After 1.32-28 18-23 suppose that the first move explored is 2.33-29 which looks very nice. After having evaluated this variant the alpha-beta procedure will explore the move 2.37-32 taking into account the result of the move 2.33-29. Because we are in the beginning of the process it’s impossible to already know that after 2.37-32 the move 2…23-29 is far better than the move 2…12-18 and it is almost certain that this last move will be first explored.
Because the sequence 1.32-28 18-23 2.37-32 12-18 is, for white, worse than the sequence 1.32-28 18-23 2.33-29 it will be conclude that the move 2.37-32 is not the best move, which is very correct, but it will be marked in the hashtable that the “killing” move after 2.37-32 is 2…12-18 which is a terrible error.
Now, when exploring the tree deeper and deeper, the move 2…23-29 will never be discovered and the alpha-beta will loose more and more time to verify that 1.32-28 18-23 2.33-29 remains always better than 1.32-28 18-23 2.37-32 12-18.

Questions :
Do you think it is really a big lost of time for draughts tree exploration ?
Did you find some change in the alpha-beta procedure to improve its efficiency on this point ?

Gérard

[BertTuyt]

Gerard,

i appreciate that within the Draughts community we share more of these ideas. Hope this forum will be the platform for huge Computer Draughts progress.

As i leave now for 2 weeks China (business), i will not be able to study these thoughts.

However, when im back (and Xmas holiday will start), i will take the time to do some research, and give my reply.

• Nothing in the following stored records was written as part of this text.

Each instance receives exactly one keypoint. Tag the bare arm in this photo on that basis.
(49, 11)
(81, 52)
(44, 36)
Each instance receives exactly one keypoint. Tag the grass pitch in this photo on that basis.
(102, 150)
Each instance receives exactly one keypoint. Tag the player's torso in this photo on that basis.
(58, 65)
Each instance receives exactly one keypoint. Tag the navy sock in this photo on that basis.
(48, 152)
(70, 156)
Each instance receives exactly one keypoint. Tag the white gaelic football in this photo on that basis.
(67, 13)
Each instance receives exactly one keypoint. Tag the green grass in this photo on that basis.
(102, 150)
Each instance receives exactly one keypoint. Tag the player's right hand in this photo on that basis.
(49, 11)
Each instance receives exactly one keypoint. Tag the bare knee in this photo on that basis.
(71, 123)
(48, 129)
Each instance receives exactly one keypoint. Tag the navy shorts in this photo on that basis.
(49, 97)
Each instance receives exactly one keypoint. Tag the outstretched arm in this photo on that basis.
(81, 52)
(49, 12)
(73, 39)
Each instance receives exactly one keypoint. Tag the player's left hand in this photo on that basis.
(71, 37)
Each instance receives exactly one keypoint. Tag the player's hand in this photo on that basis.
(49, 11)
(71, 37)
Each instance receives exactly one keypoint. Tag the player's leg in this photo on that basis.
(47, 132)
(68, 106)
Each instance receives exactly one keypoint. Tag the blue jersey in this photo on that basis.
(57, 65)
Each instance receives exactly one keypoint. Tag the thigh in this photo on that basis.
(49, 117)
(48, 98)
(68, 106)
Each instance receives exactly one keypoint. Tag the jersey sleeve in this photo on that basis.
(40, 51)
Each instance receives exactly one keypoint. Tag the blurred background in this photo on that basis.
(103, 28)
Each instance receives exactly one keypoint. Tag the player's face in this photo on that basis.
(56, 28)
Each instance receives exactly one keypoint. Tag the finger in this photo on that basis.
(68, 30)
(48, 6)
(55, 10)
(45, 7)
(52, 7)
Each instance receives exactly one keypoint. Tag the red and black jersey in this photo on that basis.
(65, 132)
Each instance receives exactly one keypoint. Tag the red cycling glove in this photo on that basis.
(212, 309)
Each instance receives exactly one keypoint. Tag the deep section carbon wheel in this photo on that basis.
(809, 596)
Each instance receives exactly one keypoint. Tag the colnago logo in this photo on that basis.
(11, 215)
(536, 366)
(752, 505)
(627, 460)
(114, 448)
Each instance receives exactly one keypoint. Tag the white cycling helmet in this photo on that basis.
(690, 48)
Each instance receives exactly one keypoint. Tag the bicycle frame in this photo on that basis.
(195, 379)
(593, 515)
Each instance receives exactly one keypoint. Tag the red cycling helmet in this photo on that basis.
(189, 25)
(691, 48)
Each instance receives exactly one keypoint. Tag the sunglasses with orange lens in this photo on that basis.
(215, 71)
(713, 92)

In the mean time there is much work to do, as we have to recapture the Draughts Title !!

Bert

[Ed Gilbert]

Hi Gerard,

Are you happy with the alpha-beta procedure?

I'm not sure that 'happy' describes it exactly, but I don't know of anything better. Of course there are several flavors of alphabeta -- aspiration window, PVS, MTD-f, etc. I happen to use a null window search in Kingsrow, but I have tried some others and I did not see a big performance difference between them. Which variation of alphabeta do you use in Damy?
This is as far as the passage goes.